Esta cifra representa una leve mejora frente a la estimación inicial, pero sigue siendo una señal clara del impacto que han tenido las políticas comerciales del presidente Donald Trump en el entorno empresarial.
Esta desaceleración revierte el sólido crecimiento del 2,4% registrado en el último trimestre de 2024.
¿Cómo afectaron las guerras comerciales de Trump al desempeño económico?
La contracción fue impulsada por un aumento histórico del 42,6% en las importaciones. Las empresas estadounidenses se apresuraron a abastecerse de productos extranjeros antes de que entraran en vigor los nuevos aranceles impuestos por la administración Trump. Estas importaciones restaron más de 5 puntos porcentuales al crecimiento del PIB.
Además, el gasto de los consumidores se desaceleró de forma significativa, y el gasto federal cayó a su nivel más bajo en tres años, con una contracción del 4,6%.
¿Cuándo se registró esta caída económica?
El retroceso económico se dio en el primer trimestre de 2025, de enero a marzo, según el segundo informe oficial del Departamento de Comercio publicado el jueves. Esta cifra será confirmada o ajustada el próximo 26 de junio, cuando se publique la tercera y última revisión trimestral del PIB.
La caída contrasta con el dinamismo observado en el cuarto trimestre de 2024, cuando la economía creció un 2,4%.
¿Dónde se sintieron más los efectos de las políticas arancelarias?
El impacto fue generalizado, pero especialmente severo en sectores dependientes de importaciones como el automotriz, el manufacturero y la industria de bienes de consumo. Los aranceles afectaron a casi todos los países socios comerciales de EU, incluidas Canadá, México y China, lo que provocó fricciones diplomáticas y desequilibrios logísticos.
Además, un tribunal federal bloqueó recientemente algunos de estos gravámenes del 10%, alegando que el presidente había excedido su autoridad legal.

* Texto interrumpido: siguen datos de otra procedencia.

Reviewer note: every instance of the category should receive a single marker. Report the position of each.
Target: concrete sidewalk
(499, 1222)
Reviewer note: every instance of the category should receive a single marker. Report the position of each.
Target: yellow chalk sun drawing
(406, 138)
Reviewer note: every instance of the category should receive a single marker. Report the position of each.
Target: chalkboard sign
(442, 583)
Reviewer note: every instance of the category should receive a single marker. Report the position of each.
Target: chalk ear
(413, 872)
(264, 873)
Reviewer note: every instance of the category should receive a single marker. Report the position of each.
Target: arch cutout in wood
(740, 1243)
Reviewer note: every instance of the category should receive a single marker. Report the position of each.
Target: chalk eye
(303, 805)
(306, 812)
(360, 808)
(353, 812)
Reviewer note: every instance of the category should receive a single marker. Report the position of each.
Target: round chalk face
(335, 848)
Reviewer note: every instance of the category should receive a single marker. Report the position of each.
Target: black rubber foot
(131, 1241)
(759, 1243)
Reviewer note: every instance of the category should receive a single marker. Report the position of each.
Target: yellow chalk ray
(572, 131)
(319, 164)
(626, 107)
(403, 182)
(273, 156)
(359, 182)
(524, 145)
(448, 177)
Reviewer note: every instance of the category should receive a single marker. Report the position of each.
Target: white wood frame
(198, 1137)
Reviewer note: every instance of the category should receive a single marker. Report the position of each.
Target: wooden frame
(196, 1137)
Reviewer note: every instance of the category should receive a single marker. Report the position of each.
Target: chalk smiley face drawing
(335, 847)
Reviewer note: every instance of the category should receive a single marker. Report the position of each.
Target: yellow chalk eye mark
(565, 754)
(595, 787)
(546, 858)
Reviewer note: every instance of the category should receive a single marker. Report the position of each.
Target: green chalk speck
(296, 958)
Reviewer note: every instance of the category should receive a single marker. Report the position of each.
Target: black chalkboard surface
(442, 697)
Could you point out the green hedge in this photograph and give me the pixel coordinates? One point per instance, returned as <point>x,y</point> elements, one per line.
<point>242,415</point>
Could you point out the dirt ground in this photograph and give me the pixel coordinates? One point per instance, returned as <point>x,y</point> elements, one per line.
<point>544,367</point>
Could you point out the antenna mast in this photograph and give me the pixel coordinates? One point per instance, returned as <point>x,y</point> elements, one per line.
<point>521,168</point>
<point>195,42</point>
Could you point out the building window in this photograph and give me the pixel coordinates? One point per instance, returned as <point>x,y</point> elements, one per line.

¿Por qué la economía reaccionó con una caída, pese al incremento de inversión?
A pesar del entorno adverso, la inversión empresarial creció un 24,4%, reflejando una estrategia de las empresas para prepararse ante los nuevos aranceles. El aumento de inventarios agregó 2,6 puntos al PIB, pero no logró compensar el peso negativo de las importaciones.
El consumo, un motor clave de la economía, perdió fuerza, y eso explica por qué, en conjunto, la economía se contrajo.
Este informe es clave para anticipar decisiones económicas, políticas fiscales y movimientos en los mercados financieros. Aunque la contracción genera incertidumbre, también abre la posibilidad de recuperación en el segundo trimestre, ya que el impacto por el adelanto de importaciones probablemente no se repita.
Además, la fortaleza subyacente de la economía —que excluye factores volátiles como exportaciones e inventarios— se mantuvo en un sólido 2,5%, lo que deja espacio para el optimismo si se estabilizan las relaciones comerciales.
La caída del 0,2% en el PIB de EE. UU. es una señal de alerta, pero no un diagnóstico terminal. Los fundamentos económicos aún son fuertes, y con ajustes estratégicos en política comercial y consumo interno, hay espacio para un repunte.
La resiliencia empresarial y las decisiones judiciales que limitan los excesos arancelarios también pueden allanar el camino para una segunda mitad del año más estable.